I now have two on shavings as I used to have liveries. When they left I moved one of my other horses down into the stable next to her to keep her company. He is also on shavings to help her out breathing wise.

It's all new to me......I have used our own very good quality barley straw for years. I'd go as far as to say it's less dusty than the shavings, but I was still asked to take her off it.

Seems the Oil Seed Rape chopped straw is the way to go....although I didn't get a price for that. 

Any ideas how much per bale it is martlin, seeing as you use it?


----------



## martlin (13 May 2009)

I don't use it at the moment, but couple of months ago when I bought a pallet it was £5.50 + VAT per bag, a pallet is only 30 bales and obviously the more you order the cheaper it gets.
I found it also more efficient than shavings.


----------



## Patches (13 May 2009)

The company we're hoping to buy from sells in pallets of 35. Their traditional shavings are £5.50 plus VAT, so I'm hoping this will be a bit cheaper.

Chopped Wheat Straw was £3.50 +VAT.


----------



## the watcher (14 May 2009)

Wow, prices are so much lower around your way!
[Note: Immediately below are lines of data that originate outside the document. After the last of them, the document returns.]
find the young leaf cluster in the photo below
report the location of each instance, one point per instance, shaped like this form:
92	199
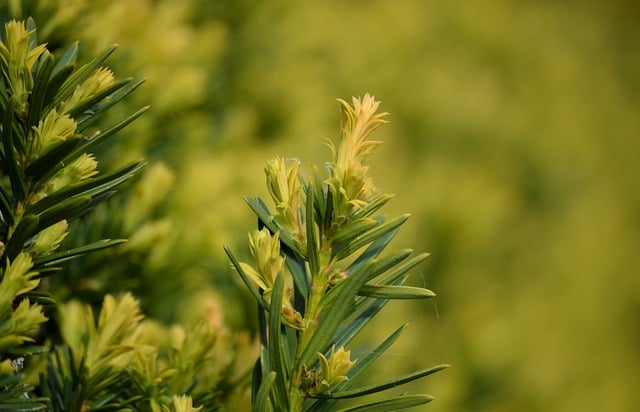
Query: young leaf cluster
48	177
321	274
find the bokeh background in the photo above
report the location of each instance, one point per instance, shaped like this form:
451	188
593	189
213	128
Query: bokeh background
513	142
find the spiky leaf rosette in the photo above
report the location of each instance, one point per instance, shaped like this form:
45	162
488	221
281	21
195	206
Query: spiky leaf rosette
49	108
320	276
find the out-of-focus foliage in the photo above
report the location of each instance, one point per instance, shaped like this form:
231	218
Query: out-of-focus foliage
514	132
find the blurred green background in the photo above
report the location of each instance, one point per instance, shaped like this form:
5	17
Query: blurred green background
513	142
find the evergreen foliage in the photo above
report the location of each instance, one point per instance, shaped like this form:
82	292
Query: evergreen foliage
320	276
58	352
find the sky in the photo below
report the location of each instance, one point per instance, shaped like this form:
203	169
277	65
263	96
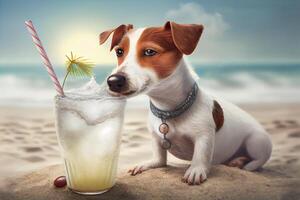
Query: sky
234	31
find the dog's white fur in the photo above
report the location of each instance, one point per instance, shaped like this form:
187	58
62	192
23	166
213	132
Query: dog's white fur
192	134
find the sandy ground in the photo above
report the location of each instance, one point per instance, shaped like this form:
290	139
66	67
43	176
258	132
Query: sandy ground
28	143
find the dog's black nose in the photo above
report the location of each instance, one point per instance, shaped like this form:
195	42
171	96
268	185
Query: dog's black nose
116	82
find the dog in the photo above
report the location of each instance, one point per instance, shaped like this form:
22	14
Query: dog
211	131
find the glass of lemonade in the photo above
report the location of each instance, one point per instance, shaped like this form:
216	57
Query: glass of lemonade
89	124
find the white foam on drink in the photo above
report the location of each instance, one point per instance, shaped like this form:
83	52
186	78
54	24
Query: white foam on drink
91	102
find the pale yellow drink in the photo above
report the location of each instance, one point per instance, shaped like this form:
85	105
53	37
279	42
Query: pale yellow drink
89	127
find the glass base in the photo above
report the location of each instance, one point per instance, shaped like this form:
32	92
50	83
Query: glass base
89	193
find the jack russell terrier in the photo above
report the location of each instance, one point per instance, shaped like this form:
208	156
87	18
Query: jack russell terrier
184	120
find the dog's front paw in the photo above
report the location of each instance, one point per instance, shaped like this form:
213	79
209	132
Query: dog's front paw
140	168
195	175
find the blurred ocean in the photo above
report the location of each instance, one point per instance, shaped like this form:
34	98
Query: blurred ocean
239	83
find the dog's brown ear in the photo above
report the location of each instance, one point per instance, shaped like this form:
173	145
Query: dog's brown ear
185	36
119	32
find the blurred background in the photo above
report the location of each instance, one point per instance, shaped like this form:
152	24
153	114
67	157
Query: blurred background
249	53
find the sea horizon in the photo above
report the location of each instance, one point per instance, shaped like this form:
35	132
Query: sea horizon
238	82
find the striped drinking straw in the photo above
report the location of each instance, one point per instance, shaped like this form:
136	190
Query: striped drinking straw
38	44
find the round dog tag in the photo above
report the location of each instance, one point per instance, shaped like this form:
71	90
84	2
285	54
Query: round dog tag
166	144
164	128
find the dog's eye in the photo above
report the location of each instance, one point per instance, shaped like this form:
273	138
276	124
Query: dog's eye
149	52
119	52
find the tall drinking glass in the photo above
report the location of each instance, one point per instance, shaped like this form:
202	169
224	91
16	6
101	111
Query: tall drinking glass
89	133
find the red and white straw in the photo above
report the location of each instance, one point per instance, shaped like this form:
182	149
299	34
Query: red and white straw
38	44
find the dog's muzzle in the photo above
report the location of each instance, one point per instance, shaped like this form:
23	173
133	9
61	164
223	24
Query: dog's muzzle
116	82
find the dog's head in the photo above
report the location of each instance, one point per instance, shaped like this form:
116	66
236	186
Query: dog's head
148	55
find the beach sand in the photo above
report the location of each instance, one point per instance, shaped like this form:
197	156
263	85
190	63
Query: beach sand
28	146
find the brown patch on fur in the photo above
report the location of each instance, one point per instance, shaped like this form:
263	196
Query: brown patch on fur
124	44
185	36
218	115
168	55
119	32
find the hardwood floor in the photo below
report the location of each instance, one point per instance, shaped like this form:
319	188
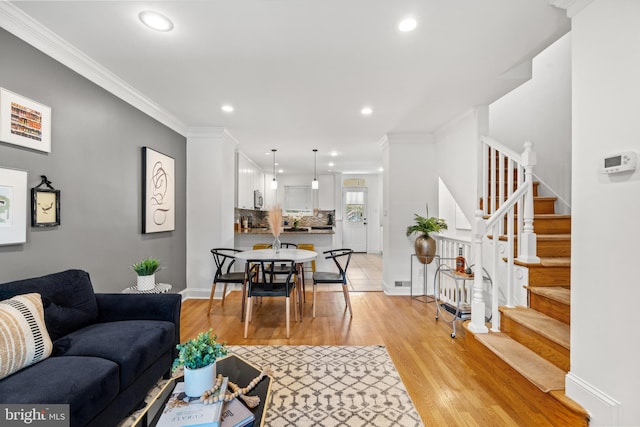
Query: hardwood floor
449	385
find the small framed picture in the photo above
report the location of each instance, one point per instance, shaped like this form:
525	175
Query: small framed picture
45	207
24	122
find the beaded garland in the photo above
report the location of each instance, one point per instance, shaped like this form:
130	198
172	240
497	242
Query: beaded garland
208	396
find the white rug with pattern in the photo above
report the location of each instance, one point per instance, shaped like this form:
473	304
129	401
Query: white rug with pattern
332	386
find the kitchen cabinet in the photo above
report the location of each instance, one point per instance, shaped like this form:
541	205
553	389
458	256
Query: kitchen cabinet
326	192
249	177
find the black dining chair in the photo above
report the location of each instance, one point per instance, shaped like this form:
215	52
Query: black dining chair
225	259
341	257
273	284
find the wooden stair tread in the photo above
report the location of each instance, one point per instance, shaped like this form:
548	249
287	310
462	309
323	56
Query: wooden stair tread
539	371
548	327
547	262
557	293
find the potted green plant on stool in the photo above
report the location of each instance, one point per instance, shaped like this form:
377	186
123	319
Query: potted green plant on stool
198	357
146	271
425	245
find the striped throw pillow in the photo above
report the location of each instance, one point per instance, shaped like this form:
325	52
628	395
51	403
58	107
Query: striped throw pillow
24	339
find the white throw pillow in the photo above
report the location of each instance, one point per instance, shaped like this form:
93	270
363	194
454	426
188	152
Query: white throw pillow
24	339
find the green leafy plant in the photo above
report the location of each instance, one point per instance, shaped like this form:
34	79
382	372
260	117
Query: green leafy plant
426	225
200	351
146	267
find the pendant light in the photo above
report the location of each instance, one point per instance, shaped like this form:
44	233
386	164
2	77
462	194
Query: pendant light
314	183
274	182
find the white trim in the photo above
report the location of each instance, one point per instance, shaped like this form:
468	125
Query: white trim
23	26
573	7
603	409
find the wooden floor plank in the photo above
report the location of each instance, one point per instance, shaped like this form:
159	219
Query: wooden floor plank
449	384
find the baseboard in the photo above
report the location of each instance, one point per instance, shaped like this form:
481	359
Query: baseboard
603	409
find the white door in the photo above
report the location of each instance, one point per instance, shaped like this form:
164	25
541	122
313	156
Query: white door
354	224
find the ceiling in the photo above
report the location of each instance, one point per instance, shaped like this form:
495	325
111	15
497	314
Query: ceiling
298	72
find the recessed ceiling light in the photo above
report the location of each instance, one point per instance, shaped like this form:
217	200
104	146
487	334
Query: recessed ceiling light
408	24
155	20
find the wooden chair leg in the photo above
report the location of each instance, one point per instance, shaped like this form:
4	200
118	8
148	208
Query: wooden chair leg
345	290
224	293
213	291
287	315
247	318
244	299
314	299
296	304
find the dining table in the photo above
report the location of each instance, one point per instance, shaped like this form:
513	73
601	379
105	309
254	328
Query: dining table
299	256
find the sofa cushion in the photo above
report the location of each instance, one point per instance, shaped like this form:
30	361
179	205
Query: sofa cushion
69	301
133	344
24	339
87	384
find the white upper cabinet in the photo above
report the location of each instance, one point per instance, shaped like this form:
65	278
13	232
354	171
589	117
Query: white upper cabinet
249	178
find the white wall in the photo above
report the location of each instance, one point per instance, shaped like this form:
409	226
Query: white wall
410	181
605	373
457	153
540	111
210	202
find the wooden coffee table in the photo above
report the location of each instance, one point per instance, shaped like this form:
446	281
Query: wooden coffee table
236	368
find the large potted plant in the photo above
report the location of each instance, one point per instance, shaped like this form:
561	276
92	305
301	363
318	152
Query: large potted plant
425	245
146	271
198	357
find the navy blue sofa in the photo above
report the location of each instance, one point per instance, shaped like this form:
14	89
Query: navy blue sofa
108	349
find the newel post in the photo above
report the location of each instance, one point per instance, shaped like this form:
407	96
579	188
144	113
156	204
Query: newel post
477	324
528	249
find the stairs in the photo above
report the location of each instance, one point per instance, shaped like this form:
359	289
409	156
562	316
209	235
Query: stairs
533	347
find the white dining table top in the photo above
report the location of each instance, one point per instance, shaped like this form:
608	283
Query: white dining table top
298	255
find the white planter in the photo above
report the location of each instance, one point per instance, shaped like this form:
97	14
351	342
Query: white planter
197	381
146	283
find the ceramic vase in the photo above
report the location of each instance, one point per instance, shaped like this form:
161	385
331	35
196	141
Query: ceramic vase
146	283
425	247
197	381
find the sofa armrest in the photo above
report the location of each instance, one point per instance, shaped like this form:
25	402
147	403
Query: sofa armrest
115	307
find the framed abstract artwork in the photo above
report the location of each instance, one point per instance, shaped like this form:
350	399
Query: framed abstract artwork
158	192
45	205
24	122
13	206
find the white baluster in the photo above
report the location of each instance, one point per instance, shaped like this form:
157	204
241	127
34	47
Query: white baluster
528	247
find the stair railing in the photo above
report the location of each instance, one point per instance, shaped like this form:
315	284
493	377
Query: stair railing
507	199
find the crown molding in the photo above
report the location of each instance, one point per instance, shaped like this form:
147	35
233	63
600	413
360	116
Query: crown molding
573	7
23	26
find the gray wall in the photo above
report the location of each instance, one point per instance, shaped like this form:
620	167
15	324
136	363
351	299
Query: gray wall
95	161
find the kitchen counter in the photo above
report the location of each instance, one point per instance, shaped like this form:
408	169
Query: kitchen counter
284	232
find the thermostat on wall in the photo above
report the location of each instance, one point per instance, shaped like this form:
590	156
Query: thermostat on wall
621	162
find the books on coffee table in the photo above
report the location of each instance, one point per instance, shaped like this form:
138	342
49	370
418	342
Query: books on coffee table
235	414
184	411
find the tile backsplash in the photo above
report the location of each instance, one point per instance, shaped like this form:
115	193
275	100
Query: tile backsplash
258	218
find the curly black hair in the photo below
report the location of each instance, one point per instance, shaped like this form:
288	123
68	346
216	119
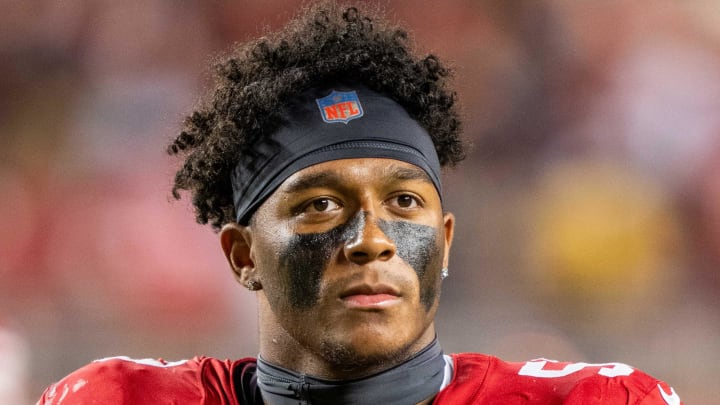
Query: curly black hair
325	42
I have been using chopped rape straw for a couple of years now, and have tried just about everything over the years. I deep litter it and find it works really well with minimal smell


----------



## alsxx (14 May 2009)

I use chopped rape straw (Bliss) and really like it. Would definately recommend.


----------



## miller (14 May 2009)

Use double dust extracted chopped straw on rubber mats (previously had a full be of it) at £4 per bale

I love it with my clean gelding but OH doesn't like it so much with a messy mare who wee's everywhere - he preferred shavings or Laysoft


----------



## HayleyandBob (15 May 2009)

i love it, smells good to !


----------